Well today is certainly one of those classic beautiful British wintery days - the sky is crisp blue and at last check it was 4*C outside, just the kind of day I LOVE and it makes me happy :-)

And because I'm happy here is a picture of me on GuyFawkes/Bonfire night test running the sparklers before the kids got hold of them.

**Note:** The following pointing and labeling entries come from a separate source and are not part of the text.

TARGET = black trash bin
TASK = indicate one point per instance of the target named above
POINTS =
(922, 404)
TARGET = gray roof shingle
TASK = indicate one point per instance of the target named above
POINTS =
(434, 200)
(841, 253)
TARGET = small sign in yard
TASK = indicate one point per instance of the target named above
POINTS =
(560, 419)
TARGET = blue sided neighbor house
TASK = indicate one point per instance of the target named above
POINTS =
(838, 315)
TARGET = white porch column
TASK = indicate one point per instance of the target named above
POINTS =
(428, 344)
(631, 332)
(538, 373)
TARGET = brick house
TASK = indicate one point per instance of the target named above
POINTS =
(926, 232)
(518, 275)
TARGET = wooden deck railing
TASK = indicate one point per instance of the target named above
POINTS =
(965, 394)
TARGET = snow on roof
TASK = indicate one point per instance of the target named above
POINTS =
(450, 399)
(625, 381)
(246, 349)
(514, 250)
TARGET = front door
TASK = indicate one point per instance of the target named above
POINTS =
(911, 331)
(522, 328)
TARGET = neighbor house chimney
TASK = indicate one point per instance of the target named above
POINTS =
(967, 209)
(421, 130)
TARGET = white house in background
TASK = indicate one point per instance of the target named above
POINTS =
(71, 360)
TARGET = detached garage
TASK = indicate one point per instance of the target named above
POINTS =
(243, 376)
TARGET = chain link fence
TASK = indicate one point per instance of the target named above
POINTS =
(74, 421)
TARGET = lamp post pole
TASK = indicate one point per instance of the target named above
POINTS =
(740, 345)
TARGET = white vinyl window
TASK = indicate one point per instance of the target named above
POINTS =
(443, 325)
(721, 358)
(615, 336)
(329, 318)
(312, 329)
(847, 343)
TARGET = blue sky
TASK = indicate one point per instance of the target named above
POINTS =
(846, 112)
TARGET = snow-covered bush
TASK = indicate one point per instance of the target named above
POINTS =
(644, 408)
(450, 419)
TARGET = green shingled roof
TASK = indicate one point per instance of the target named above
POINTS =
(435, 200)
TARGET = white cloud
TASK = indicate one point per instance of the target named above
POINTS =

Today I want to talk about workouts, exercise you know ..... "move more".  Well not so much talk about as ask questions about what works for you.
Do you fit a walk in when you can or do you make a time and stick to it?
Do you prefer the gym to going it alone?
Do you prefer exercise classes over machines or weights?
Do you prefer weights to cardio or a combination and if so how do you combine or structure your secessions?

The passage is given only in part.